Today, in the corridors of the abandoned asylum at Dikemark, the theme of the wasteland resonates not only with the inner landscapes once treated within its walls, but with the building’s own condition. It now stands silent, and waiting.
The Sound
A the entrance, a single piece—Wasteland— is heard in its full, undivided form.As you move through the rooms, the music is disassembled and spatially redirected: each room receives a fragment, a motif, or a texture. Each room performs a specific role in the composition, like instruments in an orchestra. One room might carry the skeletal rhythm, another a dissolving harmony, another remnents of a melody. This is music as cartography: you move through sound as much as space, and the act of walking becomes a form of listening. But the map keeps on changing. Through generative processes, all of the sounds are continually evolving, ensuring no two moments are ever the same.
When you exit and hear the full piece again, and each sound now carries a spatial, emotional memory—that whisper came from the green room, that beat belonged to the beetle, that nostalgic calling from the golden monster. The composition becomes retroactively reassembled in your mind, enriched with context and texture.

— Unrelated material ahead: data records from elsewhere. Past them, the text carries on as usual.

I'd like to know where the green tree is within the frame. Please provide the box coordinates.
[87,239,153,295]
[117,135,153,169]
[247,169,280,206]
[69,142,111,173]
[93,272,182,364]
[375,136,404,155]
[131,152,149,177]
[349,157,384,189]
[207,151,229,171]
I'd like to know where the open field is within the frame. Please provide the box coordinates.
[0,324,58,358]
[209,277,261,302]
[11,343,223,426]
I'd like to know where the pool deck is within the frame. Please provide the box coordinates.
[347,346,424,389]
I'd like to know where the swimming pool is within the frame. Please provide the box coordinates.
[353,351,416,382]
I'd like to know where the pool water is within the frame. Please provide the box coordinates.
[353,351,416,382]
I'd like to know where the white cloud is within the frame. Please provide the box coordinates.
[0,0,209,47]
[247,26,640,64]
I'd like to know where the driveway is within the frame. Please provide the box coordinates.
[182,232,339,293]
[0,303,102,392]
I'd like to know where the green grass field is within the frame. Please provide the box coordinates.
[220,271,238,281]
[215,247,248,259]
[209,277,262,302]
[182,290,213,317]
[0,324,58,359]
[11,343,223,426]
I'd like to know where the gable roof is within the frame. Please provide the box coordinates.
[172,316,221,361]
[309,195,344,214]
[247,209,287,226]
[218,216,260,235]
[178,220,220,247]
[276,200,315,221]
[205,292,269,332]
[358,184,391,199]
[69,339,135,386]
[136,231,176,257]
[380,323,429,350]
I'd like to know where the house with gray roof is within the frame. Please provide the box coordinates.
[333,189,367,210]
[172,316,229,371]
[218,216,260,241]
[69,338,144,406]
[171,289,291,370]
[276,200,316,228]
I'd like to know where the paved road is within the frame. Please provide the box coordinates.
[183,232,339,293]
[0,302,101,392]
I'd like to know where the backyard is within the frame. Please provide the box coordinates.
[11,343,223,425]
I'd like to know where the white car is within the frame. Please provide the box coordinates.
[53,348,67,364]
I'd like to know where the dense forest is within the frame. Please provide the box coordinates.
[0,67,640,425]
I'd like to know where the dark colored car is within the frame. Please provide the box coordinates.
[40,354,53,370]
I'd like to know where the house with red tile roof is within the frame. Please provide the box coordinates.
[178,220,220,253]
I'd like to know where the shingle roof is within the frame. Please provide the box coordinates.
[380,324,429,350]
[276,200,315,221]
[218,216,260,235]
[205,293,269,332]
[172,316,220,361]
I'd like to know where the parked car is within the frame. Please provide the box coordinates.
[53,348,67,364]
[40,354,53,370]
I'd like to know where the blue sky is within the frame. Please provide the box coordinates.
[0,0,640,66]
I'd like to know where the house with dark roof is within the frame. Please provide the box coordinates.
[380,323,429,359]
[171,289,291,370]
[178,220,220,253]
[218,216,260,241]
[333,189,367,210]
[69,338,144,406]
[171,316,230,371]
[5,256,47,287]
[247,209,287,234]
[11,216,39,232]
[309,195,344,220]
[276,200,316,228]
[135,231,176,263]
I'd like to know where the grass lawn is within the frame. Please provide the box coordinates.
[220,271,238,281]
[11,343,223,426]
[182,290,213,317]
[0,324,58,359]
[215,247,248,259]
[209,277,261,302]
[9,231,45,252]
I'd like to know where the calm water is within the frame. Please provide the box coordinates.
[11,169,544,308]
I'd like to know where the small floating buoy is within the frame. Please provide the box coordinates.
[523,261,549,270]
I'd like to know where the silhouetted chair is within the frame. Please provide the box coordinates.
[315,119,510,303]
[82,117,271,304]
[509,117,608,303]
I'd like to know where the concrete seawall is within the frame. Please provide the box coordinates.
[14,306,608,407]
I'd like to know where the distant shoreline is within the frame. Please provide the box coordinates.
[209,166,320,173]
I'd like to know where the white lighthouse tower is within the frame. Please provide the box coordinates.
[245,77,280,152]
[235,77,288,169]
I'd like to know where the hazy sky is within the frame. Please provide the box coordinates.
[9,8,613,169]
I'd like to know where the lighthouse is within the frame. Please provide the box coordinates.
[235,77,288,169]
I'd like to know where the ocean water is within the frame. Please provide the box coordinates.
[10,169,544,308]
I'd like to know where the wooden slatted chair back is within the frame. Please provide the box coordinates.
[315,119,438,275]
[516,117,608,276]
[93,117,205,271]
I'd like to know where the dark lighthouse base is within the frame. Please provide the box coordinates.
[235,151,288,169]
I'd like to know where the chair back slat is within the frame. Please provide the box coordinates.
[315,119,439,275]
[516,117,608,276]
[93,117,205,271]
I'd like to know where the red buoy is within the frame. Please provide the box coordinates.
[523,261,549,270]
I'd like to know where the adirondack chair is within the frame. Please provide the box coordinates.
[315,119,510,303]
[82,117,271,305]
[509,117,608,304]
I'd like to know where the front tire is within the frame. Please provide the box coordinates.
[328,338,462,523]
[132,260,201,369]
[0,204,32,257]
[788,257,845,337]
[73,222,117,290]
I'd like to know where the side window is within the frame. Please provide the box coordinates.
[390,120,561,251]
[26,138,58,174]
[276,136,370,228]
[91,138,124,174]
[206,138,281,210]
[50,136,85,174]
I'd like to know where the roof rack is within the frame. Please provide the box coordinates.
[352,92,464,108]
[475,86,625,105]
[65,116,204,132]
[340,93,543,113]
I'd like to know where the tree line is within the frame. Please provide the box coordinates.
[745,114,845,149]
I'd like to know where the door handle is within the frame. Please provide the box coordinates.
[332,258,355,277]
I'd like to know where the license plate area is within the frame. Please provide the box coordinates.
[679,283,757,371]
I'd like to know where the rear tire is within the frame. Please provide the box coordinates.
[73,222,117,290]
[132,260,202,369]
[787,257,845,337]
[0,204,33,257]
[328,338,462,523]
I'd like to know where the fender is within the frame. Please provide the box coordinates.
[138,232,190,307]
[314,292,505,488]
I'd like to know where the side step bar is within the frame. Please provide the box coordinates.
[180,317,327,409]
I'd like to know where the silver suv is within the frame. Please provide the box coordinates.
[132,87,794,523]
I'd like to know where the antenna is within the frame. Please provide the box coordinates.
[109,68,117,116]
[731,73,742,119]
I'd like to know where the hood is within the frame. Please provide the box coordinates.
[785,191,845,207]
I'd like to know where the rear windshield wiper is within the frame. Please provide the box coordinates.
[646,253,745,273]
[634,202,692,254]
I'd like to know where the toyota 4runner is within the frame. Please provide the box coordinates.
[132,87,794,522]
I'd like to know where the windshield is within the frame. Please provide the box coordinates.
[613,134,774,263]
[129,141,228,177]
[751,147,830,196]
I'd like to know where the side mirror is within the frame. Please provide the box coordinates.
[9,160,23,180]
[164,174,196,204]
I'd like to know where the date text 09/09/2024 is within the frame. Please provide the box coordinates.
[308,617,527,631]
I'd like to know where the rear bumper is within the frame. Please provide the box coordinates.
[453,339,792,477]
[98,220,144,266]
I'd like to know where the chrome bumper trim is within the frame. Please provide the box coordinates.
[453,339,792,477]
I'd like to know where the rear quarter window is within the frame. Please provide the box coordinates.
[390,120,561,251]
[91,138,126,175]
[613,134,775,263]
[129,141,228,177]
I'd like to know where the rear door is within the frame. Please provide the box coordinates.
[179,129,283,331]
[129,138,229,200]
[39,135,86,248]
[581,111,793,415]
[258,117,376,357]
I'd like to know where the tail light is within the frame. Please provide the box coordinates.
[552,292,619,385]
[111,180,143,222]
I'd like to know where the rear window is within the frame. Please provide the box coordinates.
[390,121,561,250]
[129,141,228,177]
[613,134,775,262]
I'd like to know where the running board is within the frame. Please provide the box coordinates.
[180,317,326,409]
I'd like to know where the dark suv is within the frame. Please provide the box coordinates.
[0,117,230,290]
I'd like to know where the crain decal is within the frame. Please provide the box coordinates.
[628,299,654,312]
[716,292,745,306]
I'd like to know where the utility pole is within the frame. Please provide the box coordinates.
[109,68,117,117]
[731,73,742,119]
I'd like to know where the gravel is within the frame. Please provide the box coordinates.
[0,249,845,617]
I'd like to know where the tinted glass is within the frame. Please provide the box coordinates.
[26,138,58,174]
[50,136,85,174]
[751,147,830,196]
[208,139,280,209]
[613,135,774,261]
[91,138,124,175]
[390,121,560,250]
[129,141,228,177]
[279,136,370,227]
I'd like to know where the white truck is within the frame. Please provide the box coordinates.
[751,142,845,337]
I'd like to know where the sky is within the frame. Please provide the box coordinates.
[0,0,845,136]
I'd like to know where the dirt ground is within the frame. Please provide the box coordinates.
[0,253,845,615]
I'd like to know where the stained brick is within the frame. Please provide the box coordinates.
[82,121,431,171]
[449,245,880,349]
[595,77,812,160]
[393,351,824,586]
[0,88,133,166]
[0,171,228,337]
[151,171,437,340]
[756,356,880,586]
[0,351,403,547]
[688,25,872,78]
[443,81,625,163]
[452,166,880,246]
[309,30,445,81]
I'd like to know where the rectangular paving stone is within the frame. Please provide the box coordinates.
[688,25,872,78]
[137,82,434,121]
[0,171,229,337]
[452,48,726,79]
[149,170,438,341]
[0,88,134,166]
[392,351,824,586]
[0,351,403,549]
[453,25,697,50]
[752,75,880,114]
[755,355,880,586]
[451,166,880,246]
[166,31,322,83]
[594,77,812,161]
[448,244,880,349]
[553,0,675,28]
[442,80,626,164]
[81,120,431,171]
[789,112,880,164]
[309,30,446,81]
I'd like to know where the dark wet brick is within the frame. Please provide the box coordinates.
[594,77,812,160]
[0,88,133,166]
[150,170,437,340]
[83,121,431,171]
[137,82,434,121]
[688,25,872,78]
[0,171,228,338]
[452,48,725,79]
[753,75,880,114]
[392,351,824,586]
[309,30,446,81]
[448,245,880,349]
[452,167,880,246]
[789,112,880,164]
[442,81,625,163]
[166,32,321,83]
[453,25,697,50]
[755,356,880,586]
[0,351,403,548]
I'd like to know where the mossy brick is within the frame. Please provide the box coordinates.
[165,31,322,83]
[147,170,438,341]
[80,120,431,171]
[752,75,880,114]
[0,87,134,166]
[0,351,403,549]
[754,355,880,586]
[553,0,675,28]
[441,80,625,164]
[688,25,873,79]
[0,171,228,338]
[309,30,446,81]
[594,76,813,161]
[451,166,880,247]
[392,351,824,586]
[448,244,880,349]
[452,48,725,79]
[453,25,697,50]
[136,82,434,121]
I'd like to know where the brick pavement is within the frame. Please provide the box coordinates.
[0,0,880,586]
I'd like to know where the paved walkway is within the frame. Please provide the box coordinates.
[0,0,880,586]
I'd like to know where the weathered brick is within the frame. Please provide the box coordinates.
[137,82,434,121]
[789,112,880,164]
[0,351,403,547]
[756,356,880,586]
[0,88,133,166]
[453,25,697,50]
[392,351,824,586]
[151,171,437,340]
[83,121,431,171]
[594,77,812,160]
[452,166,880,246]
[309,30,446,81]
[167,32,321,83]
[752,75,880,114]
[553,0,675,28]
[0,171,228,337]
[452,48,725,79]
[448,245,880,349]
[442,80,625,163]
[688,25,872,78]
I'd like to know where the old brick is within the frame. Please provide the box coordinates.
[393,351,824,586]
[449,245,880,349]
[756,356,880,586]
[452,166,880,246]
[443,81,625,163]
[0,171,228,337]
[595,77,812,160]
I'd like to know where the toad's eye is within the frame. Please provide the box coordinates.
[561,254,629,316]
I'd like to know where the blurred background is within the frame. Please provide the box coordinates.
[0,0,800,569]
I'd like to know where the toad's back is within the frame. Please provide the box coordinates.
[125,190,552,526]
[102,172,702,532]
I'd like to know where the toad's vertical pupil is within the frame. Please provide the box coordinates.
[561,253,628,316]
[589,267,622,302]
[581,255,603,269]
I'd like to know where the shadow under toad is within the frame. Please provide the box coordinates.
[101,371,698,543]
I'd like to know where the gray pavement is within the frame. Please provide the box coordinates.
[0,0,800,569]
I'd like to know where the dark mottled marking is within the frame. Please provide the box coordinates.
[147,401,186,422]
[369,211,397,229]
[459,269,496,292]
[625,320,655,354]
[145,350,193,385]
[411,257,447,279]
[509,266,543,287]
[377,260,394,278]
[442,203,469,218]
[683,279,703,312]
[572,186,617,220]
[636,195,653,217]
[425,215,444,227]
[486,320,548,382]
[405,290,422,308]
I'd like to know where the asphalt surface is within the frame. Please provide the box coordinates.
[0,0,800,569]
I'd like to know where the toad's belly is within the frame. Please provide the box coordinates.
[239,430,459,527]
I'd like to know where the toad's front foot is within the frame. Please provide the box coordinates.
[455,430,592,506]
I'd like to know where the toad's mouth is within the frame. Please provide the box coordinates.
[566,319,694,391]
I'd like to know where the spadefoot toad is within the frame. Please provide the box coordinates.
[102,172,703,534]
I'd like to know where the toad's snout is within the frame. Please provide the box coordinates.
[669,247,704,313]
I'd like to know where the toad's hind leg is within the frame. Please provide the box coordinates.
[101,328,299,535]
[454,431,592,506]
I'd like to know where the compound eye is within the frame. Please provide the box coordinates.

I see my art as an experience that people can step into. It often takes over the space in which it’s displayed, incorporating elements like sound, lighting, and atmosphere to create an immersive environment. One example is a recent installation titled The Wasteland.
The Wasteland
WASTELAND unfolds as a site-specific, multi-room installation. Through sculpture, painting, collage, weaving, sowing, and sound, we explore the collapse of meaning, coherence, and order, miming organic processes of decay… and renewal.